Flying a model helicopter looks like a ton of fun, but it takes a great deal of skill to do it successfully. (Success means keeping the helicopter in the air and not crashing continually.) The best thing you can do to prepare for flying is to get an expert as a mentor. Go to your nearest hobby shop, chat with the staff and ask for names of advanced helicopter fliers. They’re usually glad to share their knowledge and start you off.
Even if you're a beginner, don't buy the cheapest model helicopter you can find. Bottom-of-the-line ones often won't hold together well, and it can be hard to find replacement parts for them.
Ask at your local hobby shop for a helicopter that's at least hobby grade--that means it has four channels (throttle for up and down movement; yaw for flat turns; one cyclic for right and left movement and the other cyclic for forward and back movement). More advanced helicopters come with more channels, but beginners often start with four.
Take your time to master each step. For example, become proficient at hovering before you move the helicopter forward and back or try to make turns. Restraining yourself won't be easy, but it will save you money and frustration. (The money will go for replacement parts.)
Carefully read the manufacturer's instructions--especially the safety rules. Turn your radio on first, and then plug in the battery. Wait at least 10 seconds.

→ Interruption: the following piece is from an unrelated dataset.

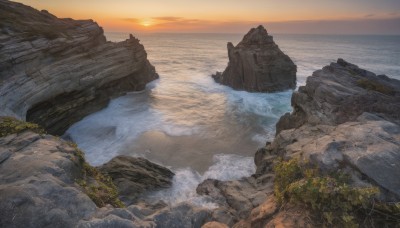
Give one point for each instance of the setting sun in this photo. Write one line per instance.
(146, 23)
(233, 16)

Use the throttle to raise the helicopter about 3 feet off the ground. You want to hover at that height because if the helicopter is much lower, you'll get "ground effect"--instability due to turbulence close to the ground. Practice throttle control until you feel confident.
When you're ready, use the cyclic and yaw channels to move and turn the helicopter. Fly it with the tail toward you; that way, it will turn logically in the direction you want. When you're more advanced, you can try other things, but tail toward you makes it easy to start.